I read today about several energy efficiency firms getting funding to expand their product development and grow their companies.  Good for them and I wish them the best of luck.  What was surprising to me was that these articles fit with an observation I made at The Indus Entrepreneurs (TIE) Southern California Chapter meeting last Tuesday.  The meeting focused on the Smart Grid. While the keynote speaker, Dr. George Arnold from NIST,spoke about Smart Grid and the upcoming investment needed, the additional panel members were either from companies that were build products and services for “outside the meter” or VC companies that focused on companies building products for “outside the meter.”

I have stated in the past that I believe that there are great opportunities for collaboration between Utilities, Telcos and the Smart Grid.  That conviction has been the Telcos can help build the communications networks needed for the Smart Grid to be successful.  From what I observed last Tuesday, that conviction is blurring a bit. It is interesting that the Entrepreneurial spirit of small businesses and start-ups are more focused on the end-user and more ICT than infrastructure. More importantly, they represent an equal or greater opportunity when their customers are included in the market size.  This revelation has me thinking in another direction regarding what might be the “cloud” opportunity for the traditional Telcos…

Perhaps the best opportunity for creating a great value in the “cloud” for Smart Grid is hosting the myriad of start-up and small companies that provide energy efficiency applications and services to business.  From a Telco point of view, a program focused on this part of the Smart Grid could provide a valuable (read revenue generating) service to an entire ecosystem.  This is not to say that helping the utilities with transforming their communications networks for G/T/D activities is not a good idea.
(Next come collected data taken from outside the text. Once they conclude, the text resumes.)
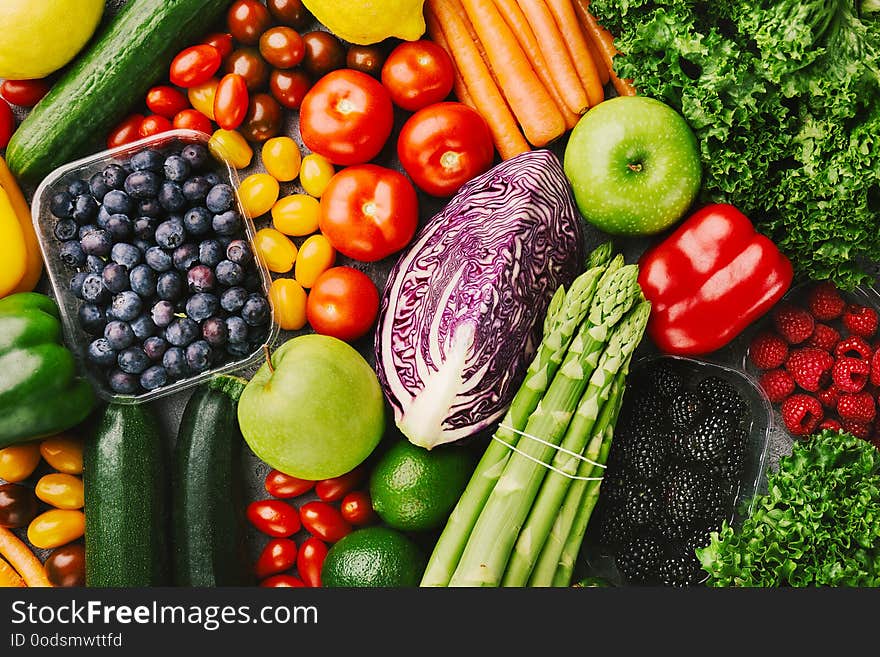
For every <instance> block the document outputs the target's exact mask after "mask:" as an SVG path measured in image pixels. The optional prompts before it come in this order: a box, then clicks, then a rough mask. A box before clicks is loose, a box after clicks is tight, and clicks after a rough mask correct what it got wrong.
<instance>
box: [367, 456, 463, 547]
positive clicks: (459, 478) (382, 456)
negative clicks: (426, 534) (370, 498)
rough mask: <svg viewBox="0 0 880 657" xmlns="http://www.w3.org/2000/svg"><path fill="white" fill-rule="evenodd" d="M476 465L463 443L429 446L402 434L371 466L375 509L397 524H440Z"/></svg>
mask: <svg viewBox="0 0 880 657" xmlns="http://www.w3.org/2000/svg"><path fill="white" fill-rule="evenodd" d="M473 469H474V463H473V459H472V457H471V454H470V453H469V452H467V451H466V450H464V449H462V448H460V447H449V446H445V447H437V448H435V449H432V450H430V451H429V450H427V449H423V448H421V447H418V446H417V445H413V444H412V443H410V442H408V441H406V440H401V441H400V442H398V443H396V444H395V445H393V446H392V447H391V448H390V449H389V450H388V451H387V452H386V453H385V454H384V455H382V457H381V458H380V459H379V461H378V462H377V463H376V467H375V468H374V469H373V473H372V475H371V477H370V497H371V498H372V500H373V509H375V511H376V513H377V514H379V517H380V518H382V520H384V521H385V522H386V523H387V524H388V525H389V526H391V527H394V528H395V529H401V530H404V531H422V530H428V529H437V528H438V527H440V526H442V525H443V524H444V523H445V522H446V519H447V518H448V517H449V513H450V512H451V511H452V509H453V508H454V507H455V504H456V502H458V498H459V497H460V496H461V493H462V491H464V488H465V486H467V482H468V479H469V478H470V476H471V473H472V472H473Z"/></svg>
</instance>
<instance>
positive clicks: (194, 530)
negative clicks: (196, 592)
mask: <svg viewBox="0 0 880 657" xmlns="http://www.w3.org/2000/svg"><path fill="white" fill-rule="evenodd" d="M246 383H247V382H246V381H244V380H243V379H239V378H237V377H232V376H217V377H215V378H214V379H212V380H211V381H210V382H209V383H208V384H206V385H203V386H201V387H200V388H198V389H197V390H196V392H194V393H193V395H192V396H191V397H190V398H189V401H188V402H187V404H186V408H185V409H184V412H183V417H182V418H181V421H180V430H179V431H178V434H177V445H176V446H175V451H174V477H173V483H172V491H173V493H172V505H173V506H172V514H171V515H172V524H173V530H172V536H173V545H174V547H173V562H174V583H175V585H177V586H187V587H213V586H247V585H250V584H253V583H254V582H253V581H252V577H251V574H250V573H251V570H250V567H249V563H248V558H247V552H246V549H245V510H244V477H243V472H242V468H241V447H242V444H243V442H244V438H242V435H241V431H240V430H239V428H238V417H237V412H238V410H237V409H238V398H239V397H240V396H241V393H242V390H244V386H245V384H246Z"/></svg>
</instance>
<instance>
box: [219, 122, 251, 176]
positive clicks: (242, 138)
mask: <svg viewBox="0 0 880 657" xmlns="http://www.w3.org/2000/svg"><path fill="white" fill-rule="evenodd" d="M208 150H210V151H211V153H213V154H214V157H217V158H219V159H221V160H224V161H225V162H228V163H229V166H231V167H233V168H235V169H244V168H245V167H246V166H248V165H249V164H250V163H251V159H252V158H253V157H254V151H253V149H252V148H251V146H250V144H248V143H247V140H246V139H245V138H244V137H242V136H241V133H240V132H236V131H235V130H224V129H223V128H220V129H219V130H216V131H215V132H214V134H213V135H211V139H210V140H208Z"/></svg>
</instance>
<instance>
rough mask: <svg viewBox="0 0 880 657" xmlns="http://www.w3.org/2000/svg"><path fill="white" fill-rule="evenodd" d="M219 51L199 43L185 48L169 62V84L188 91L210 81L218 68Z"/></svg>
mask: <svg viewBox="0 0 880 657" xmlns="http://www.w3.org/2000/svg"><path fill="white" fill-rule="evenodd" d="M222 59H223V58H222V57H221V56H220V51H219V50H217V49H216V48H215V47H214V46H209V45H207V44H204V43H200V44H198V45H195V46H190V47H189V48H185V49H184V50H181V51H180V53H178V55H177V57H175V58H174V59H173V60H172V62H171V71H170V75H169V79H170V80H171V84H174V85H177V86H178V87H183V88H184V89H188V88H189V87H195V86H198V85H200V84H202V83H204V82H207V81H208V80H210V79H211V78H212V77H213V75H214V73H216V72H217V70H218V69H219V68H220V63H221V61H222Z"/></svg>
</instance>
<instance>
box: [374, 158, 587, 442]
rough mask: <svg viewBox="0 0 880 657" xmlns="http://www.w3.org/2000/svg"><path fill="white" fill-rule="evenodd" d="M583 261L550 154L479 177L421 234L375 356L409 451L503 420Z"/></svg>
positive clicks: (396, 418)
mask: <svg viewBox="0 0 880 657" xmlns="http://www.w3.org/2000/svg"><path fill="white" fill-rule="evenodd" d="M583 252H584V246H583V225H582V219H581V217H580V215H579V214H578V211H577V209H576V207H575V204H574V200H573V198H572V194H571V188H570V187H569V184H568V181H567V180H566V178H565V174H564V173H563V170H562V166H561V165H560V163H559V160H558V158H557V157H556V156H555V155H554V154H553V153H551V152H550V151H547V150H537V151H532V152H529V153H524V154H522V155H519V156H517V157H514V158H512V159H510V160H507V161H505V162H502V163H501V164H499V165H497V166H496V167H495V168H493V169H491V170H489V171H487V172H486V173H484V174H483V175H481V176H479V177H477V178H474V179H473V180H472V181H470V182H469V183H468V184H466V185H465V186H464V187H462V188H461V190H460V191H459V192H458V193H457V194H456V195H455V197H454V198H452V200H451V201H450V202H449V204H448V205H447V206H446V207H445V208H444V209H443V210H442V211H441V212H440V213H439V214H437V215H436V216H434V217H433V218H432V219H431V220H430V221H429V222H428V223H427V224H426V225H425V226H424V227H423V228H422V229H421V230H420V232H419V233H418V235H417V236H416V237H415V239H414V241H413V243H412V244H411V246H410V247H409V249H408V250H407V251H406V252H405V253H404V254H403V255H402V256H401V258H400V259H399V260H398V261H397V263H396V264H395V265H394V267H393V269H392V270H391V273H390V274H389V277H388V281H387V283H386V285H385V289H384V291H383V294H382V303H381V307H380V310H379V322H378V328H377V330H376V337H375V345H374V346H375V353H376V372H377V374H378V377H379V381H380V382H381V383H382V387H383V390H384V392H385V396H386V398H387V399H388V401H389V403H390V405H391V407H392V408H393V410H394V420H395V423H396V424H397V426H398V428H399V429H400V431H401V432H402V433H403V434H404V435H405V436H406V437H407V438H408V439H409V440H410V442H412V443H414V444H416V445H420V446H422V447H425V448H427V449H431V448H432V447H435V446H437V445H441V444H444V443H448V442H452V441H455V440H459V439H461V438H465V437H468V436H471V435H473V434H475V433H477V432H479V431H481V430H482V429H484V428H486V427H488V426H489V425H491V424H492V423H493V422H496V421H497V420H499V419H500V417H501V416H502V415H503V413H504V412H505V411H506V409H507V406H508V405H509V403H510V401H511V399H512V398H513V395H514V394H515V393H516V390H517V388H518V387H519V384H520V383H521V382H522V378H523V376H524V375H525V370H526V368H527V367H528V364H529V362H530V361H531V359H532V358H533V356H534V355H535V352H536V350H537V347H538V344H539V343H540V338H541V335H540V333H541V327H542V325H543V319H544V314H545V312H546V310H547V306H548V304H549V302H550V298H551V297H552V296H553V293H554V292H555V291H556V289H557V288H558V287H559V286H560V285H565V286H566V287H567V286H568V285H570V284H571V282H572V280H574V278H575V277H576V276H577V275H578V273H580V271H581V270H582V268H583V258H584V255H583Z"/></svg>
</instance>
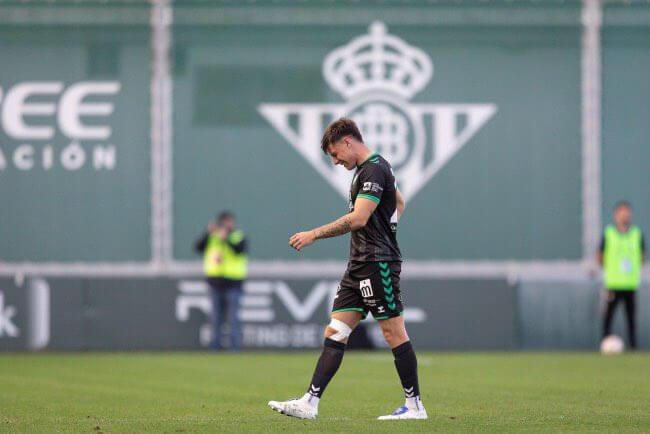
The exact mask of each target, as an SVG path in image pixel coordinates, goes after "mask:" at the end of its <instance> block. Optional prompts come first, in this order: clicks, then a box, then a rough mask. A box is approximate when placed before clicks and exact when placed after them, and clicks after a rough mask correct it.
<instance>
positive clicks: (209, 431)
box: [0, 352, 650, 433]
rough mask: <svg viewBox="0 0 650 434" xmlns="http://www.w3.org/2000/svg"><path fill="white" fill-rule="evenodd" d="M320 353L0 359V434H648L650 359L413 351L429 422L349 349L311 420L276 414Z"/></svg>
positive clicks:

Instead, greater focus can be placed on building a support infrastructure for “outside the meter.”  There is more entrepreneurial spirit out there, Telco traditional customers (residential and business) are there and frankly, the revenue models are likely to be simpler (i.e., less intercarrier compensation and less contentious SLAs).  It also fits with most Telcos’ long-term strategy to be more about content, applications and services over the bandwidth provider model of the past.

For the Telco, this potentially means that product development efforts will need to include building an incubator environment to cultivate the apps and services or at the very least partner with an existing University incubator to get the project off the ground (some Telcos have already started this for other areas thus not a “one-off” effort). It will also mean continuing to shift their business model towards facilitation rather than carrier transport.  In my opinion, not a bad thing as the Telco has the embedded knowledge in their workforce to be successful with this change; the question becomes will they seize it at the appropriate time and succeed?